For over ten years, the young learners in Teresa Darr’s Caterpillar Room at Lindbergh Schools’ Early Childhood Education (ECE) West Campus have been on a mission to collect aluminum tab tops. These collected tabs — totaling between 50 and 80 pounds annually — are then donated each May to Ronald McDonald House Charities St. Louis, recycled, and turned into monetary donations for the organization.
This year, 12 large, plastic jars of various sizes were filled by Darr’s class.

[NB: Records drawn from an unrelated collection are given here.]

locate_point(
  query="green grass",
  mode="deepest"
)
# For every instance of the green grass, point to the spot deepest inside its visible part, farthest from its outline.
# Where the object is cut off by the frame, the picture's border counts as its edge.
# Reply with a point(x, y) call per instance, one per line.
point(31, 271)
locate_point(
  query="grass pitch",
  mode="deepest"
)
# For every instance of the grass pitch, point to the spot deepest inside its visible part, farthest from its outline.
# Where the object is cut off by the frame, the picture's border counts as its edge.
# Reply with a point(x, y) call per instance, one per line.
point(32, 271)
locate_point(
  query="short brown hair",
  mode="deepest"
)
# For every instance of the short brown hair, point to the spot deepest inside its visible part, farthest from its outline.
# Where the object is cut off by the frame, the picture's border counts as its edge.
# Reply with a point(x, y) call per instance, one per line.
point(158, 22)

“Our school community was looking for meaningful ways to incorporate service learning into the classroom,” Darr said. “It was a cause preschoolers could understand, connect with and participate in easily. They know what a can tab is. Service learning is more than volunteering or donating. It’s about tying acts of service in our community with the classroom teaching and learning that is already a part of my preschool instruction.”

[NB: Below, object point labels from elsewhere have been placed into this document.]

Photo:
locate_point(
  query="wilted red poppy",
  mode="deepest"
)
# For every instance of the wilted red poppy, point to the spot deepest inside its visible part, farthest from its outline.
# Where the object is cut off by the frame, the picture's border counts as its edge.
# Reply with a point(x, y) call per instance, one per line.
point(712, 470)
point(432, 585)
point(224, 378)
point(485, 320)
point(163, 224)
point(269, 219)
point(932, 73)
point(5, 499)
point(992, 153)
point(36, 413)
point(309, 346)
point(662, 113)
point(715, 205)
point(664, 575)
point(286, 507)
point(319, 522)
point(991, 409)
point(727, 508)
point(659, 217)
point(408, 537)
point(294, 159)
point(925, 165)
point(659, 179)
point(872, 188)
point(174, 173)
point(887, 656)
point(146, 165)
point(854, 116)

Each morning during the collection period, the class is asked if anyone brought tabs. A jar is then brought to the center of the group’s circle, and a drumroll commences as students cheer “Go, Caterpillars” while placing their tabs in the jar.
“What the students in class enjoy is seeing the jars fill up right before their eyes,” Darr said. “Even if a family does not use cans, I bring mine from home and share those with the student so that they can participate in the fun.”
Though Darr doesn’t recall exactly what sparked the start of this project in 2015, she can say, without hesitation, that it has greatly exceeded her expectations. Darr also shared that some students even come back to visit and drop off tabs years after they leave preschool.
“Service learning is about creating deep meaning from positive actions — both academic and social/emotional,” Darr said. “My hope was that I would instill a value for the community and help a great cause in the process. The most rewarding part of this for me is that the students keep doing it after they leave my class. This becomes their cause, too. When someone sees you collecting can tabs, they want to know why, and then they start to ask if you want theirs. It’s such an easy way to have a huge impact.”